Check out an earlier interview with Theresa Gattung:
That’s not all that’s being done, either. For Facebook’s #SheMeansBusiness livestream – a 24-hour event featuring people from across the globe speaking about the need for equality – Lizzie Marvelly, editor of unabashed feminist outlet The Villainesse, spent much of her talk discussing the gender pay gap (women in New Zealand are paid only about 88 cents for every dollar a man makes for the same work, and even less for Māori and Pasifika women) and that there’s only one female CEO of an NZX-listed company (Kate McKenzie of Chorus). Her talk also featured an appearance by Eat My Lunch co-founder Lisa King, who shared her story of being a woman in business and the challenges she’s faced and successes she's had.
Speaking to Idealog for International Women’s Day last month, Xero managing director Anna Curzon had this to say about the lack of female business leaders:
It’s shocking to think that, until just a few weeks ago, there wasn’t a single female CEO in the NZX50 (Kate McKenzie started as CEO of Chorus took up her role on February 20).
“It is an indictment and it isn’t good enough. We need to address why this happening and rather than just talk about it, make change. There is more than enough evidence and research available to show that diversity in leadership teams and boards drive better outcomes and performance of the business. In fact, it is negligent if the boards and management of NZX-listed companies do not have a plan to address diversity on their teams.
“In my experience, change is CEO-led. They set examples in the decisions they make every day. Diversity can’t just be a policy written on a document stowed away in a folder somewhere, and dusted off when the next Diversity Awards come around.
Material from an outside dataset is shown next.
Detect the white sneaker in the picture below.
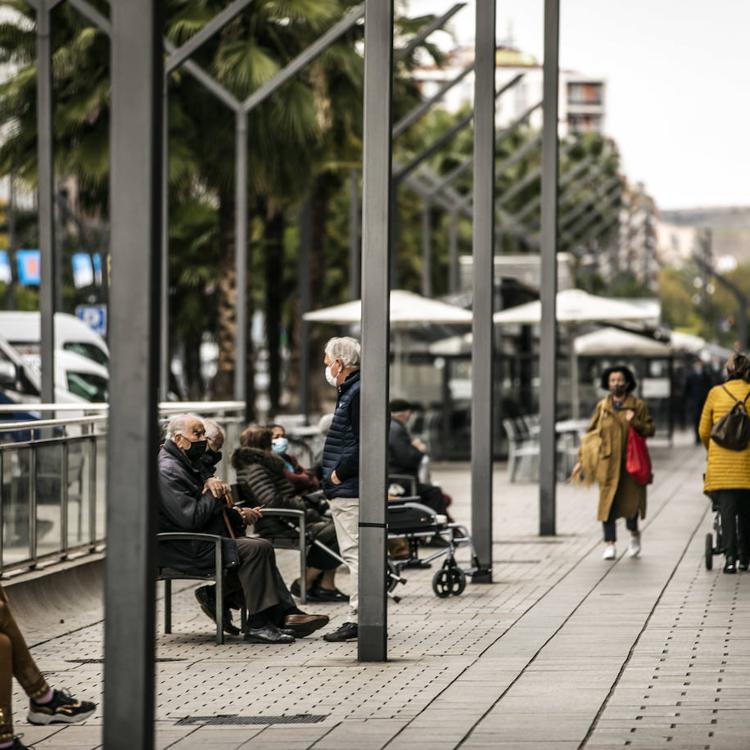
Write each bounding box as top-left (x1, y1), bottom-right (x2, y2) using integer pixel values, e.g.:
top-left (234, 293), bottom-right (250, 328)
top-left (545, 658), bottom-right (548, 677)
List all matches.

A focus on diversity needs to filter down through the business from the top down, so that it’s palpable within the culture of the company.
“The most important thing, yet possibly the hardest to address, is everyday unconscious bias in those making decisions within a business. Often people don’t even realise it’s happening, but those that do need to keep on noticing it and confront it. It’s important to remember though, that in most cases there isn’t a direct intent to discriminate. Sometimes being called out on it is enough to wake someone from their unconscious bias; other times, it’s not. But keep on pointing out when diverse thinking is not being respected, because people and businesses cannot continue operating in this way. It’s bad business!
“Another way to promote greater equality is for people in the business to focus on building a pipeline of talent within their team. Once you’ve identified someone with talent, ambition, and promise, build them and train with opportunities to grow beyond their role and into something more senior. The statistics for the number of women in senior executive roles is terrible. We need to build up, support, and encourage people with potential in business to build out that pipeline. Of course, we also need to fight against some of the natural and unconscious biases that occur when recruiters go into the selection process.
“In the end, diversity within a business allows for different perspectives and vigorous decision-making, effective risk management, and higher achievements by, and within, the company.”